Dr. Annette Freibauer:
Die Gesellschaft verspricht sich von der Landwirtschaft immer mehr Gemeinwohlleistungen. Diese Fragen beschäftigen uns zwar schon heute, aber sie werden immer drängender. Die geforderten interdisziplinären Ansätze und Lösungen werden automatisch dazu führen, dass wir als Landesanstalt mit allen zentralen Abteilungen und Instituten noch enger als bisher zusammenarbeiten müssen und dies auch tun werden
Ulrich Keymer:
Das Aufgreifen internationaler Tendenzen und deren Transformation auf bayerische Verhältnisse ist ein weiterer wichtiger Zukunftsaspekt. Wir müssen wissen, was in der internationalen Viehzucht geschieht, welche Trends es in anderen Ländern gibt oder welche Merkmale für Züchtungen und Bearbeitungen neu erschlossen werden. Für das nächste Jahrzehnt erwarten uns viele, sehr spannende Aufgaben – sofern man uns die Chance gibt, uns damit beschäftigen zu dürfen.

Warum stellen Sie Ihre eigenen Aufgabenstellungen in Frage?

Dr. Helmut Wedekind:
Materiell sind wir gut ausgestattet. Jedoch stoßen wir aufgrund der Fluktuation im Bereich Drittmittel an unsere Grenzen. Die kontinuierliche personelle Ausstattung ist gefährdet.

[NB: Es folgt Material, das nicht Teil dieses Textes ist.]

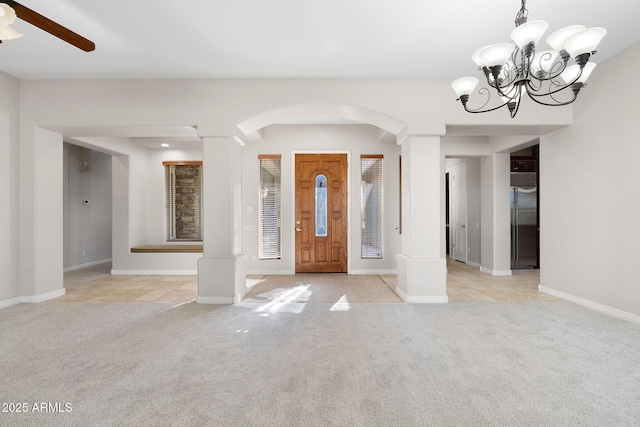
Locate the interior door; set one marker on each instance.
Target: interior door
(459, 199)
(321, 213)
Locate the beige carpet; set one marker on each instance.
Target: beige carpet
(320, 288)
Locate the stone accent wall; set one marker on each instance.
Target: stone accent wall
(188, 196)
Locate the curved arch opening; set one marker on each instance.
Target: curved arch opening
(320, 113)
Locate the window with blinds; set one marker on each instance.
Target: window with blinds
(371, 207)
(270, 218)
(183, 187)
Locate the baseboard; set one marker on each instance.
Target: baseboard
(371, 272)
(238, 298)
(86, 265)
(154, 272)
(215, 300)
(10, 302)
(421, 300)
(497, 273)
(270, 272)
(611, 311)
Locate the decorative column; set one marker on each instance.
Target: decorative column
(422, 267)
(221, 270)
(495, 256)
(41, 210)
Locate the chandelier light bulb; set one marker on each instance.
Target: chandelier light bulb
(543, 61)
(530, 32)
(572, 72)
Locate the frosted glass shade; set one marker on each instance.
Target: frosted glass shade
(464, 85)
(570, 73)
(7, 15)
(585, 41)
(496, 54)
(513, 95)
(8, 33)
(531, 31)
(543, 61)
(556, 39)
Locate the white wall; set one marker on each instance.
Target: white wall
(288, 139)
(87, 227)
(9, 190)
(590, 202)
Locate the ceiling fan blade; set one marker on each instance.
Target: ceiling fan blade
(46, 24)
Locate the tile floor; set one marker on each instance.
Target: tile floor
(464, 284)
(95, 284)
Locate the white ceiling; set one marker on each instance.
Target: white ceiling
(290, 38)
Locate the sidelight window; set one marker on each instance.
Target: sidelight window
(321, 205)
(371, 207)
(270, 207)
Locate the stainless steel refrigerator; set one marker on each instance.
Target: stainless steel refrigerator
(524, 220)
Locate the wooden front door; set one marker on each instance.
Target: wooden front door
(321, 213)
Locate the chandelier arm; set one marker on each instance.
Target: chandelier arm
(482, 90)
(556, 104)
(559, 89)
(552, 74)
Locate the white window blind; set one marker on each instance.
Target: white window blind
(371, 206)
(270, 207)
(183, 186)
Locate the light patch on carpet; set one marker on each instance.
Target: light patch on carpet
(341, 305)
(291, 300)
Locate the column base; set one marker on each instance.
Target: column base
(221, 280)
(422, 280)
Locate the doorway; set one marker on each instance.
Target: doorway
(321, 213)
(458, 222)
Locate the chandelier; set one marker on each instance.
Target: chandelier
(516, 68)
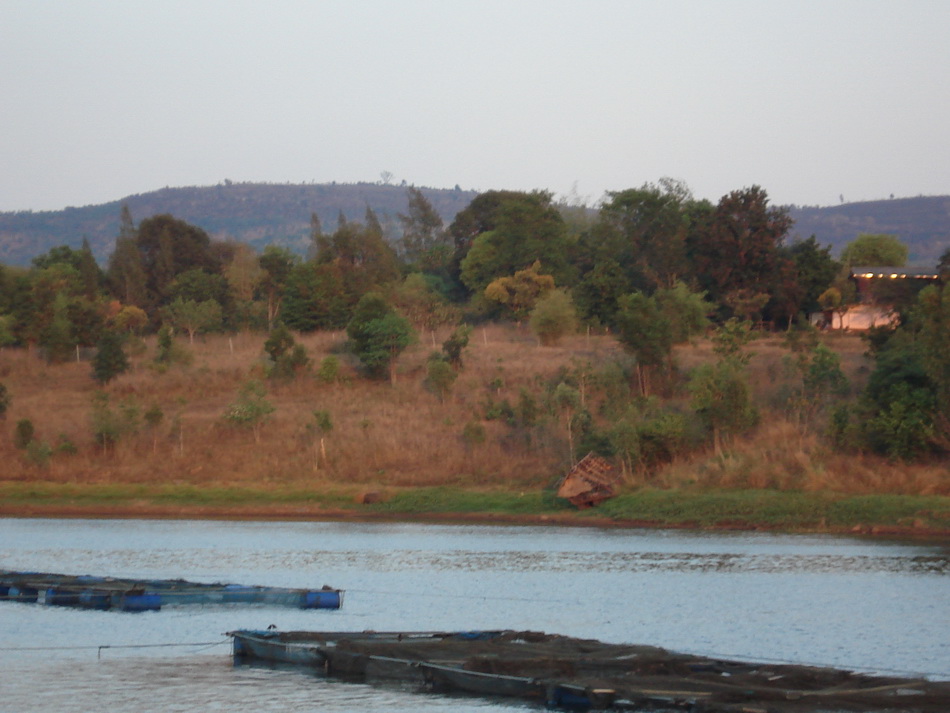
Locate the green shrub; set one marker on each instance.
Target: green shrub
(23, 435)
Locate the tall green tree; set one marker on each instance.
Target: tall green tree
(315, 297)
(168, 247)
(816, 270)
(192, 316)
(525, 228)
(736, 246)
(647, 333)
(423, 231)
(365, 261)
(379, 335)
(648, 227)
(110, 360)
(276, 265)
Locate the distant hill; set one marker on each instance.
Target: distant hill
(923, 224)
(255, 213)
(264, 213)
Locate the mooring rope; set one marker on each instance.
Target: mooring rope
(493, 597)
(99, 648)
(810, 664)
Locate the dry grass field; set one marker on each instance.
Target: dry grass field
(402, 434)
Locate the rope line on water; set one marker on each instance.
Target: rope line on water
(790, 662)
(99, 649)
(493, 597)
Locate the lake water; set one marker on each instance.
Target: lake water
(868, 605)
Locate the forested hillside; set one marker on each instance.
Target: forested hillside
(262, 214)
(255, 213)
(922, 223)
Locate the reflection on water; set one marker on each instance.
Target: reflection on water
(868, 605)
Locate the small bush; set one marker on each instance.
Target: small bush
(329, 370)
(23, 435)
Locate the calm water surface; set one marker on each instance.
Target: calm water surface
(868, 605)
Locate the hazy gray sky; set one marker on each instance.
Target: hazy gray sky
(810, 100)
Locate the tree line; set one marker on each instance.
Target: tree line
(652, 264)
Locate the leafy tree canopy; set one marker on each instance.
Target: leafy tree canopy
(879, 250)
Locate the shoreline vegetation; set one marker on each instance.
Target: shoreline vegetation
(346, 448)
(751, 510)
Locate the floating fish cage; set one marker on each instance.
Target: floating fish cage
(564, 672)
(135, 595)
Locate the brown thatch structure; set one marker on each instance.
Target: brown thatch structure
(588, 483)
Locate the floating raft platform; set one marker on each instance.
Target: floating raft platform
(565, 672)
(133, 595)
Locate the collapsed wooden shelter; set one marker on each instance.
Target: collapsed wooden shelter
(589, 482)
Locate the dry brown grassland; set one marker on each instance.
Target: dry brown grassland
(402, 434)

Ich bin mir nicht mehr sicher, ob wir die gewünschte permanente fachliche Aktualität und Auskunftsfähigkeit auf Dauer gewährleisten können.
Dr. Michael Elsinger, Leiter Zentrale Verwaltung:
Ein reibungsloses Funktionieren ist verbunden mit Ressourcen, sprich mit der Bereitstellung von Haushaltsmitteln, Stellen, Personal. Das ist in der Forschung zunehmend problematisch. Unsere Wünsche – an die Politik und an unser eigenes Ministerium – wären: Haushaltsmittel für mehr Dauerarbeitsverhältnisse zur Verfügung stellen oder genügend Stellen innerhalb des Ressorts für die Arbeit der Landesanstalt verfügbar machen.

Wenn Sie also drei Wünsche frei hätten, welche würden das sein? Mehr Personal? Mehr Geld?

Dr. Holger Friedrich:
Wir wissen viel. Wir können viel. Wir wollen nach außen kommunizieren, innovativ auftreten, registriert sein. Das geht nicht ohne die entsprechenden Ausgaben.
Dr. Peter Sutor:
Ich wünsche mir, dass wir mehr mit Themen konfrontiert wären, die weniger postfaktisch sind. Dass tatsächlich vorhandene Ergebnisse auch akzeptiert und nicht durch emotionale Meinungen überlagert werden. Wir stellen das Wissen bereit und finden Kompromisse auf der Basis von Tatsachen. Heute wie in der Zukunft.
LfL-Präsident Jakob Opperer:
... und damit verbunden der Wunsch, dass die Ergebnisse unserer Arbeit verstärkt Eingang in Entscheidungen finden!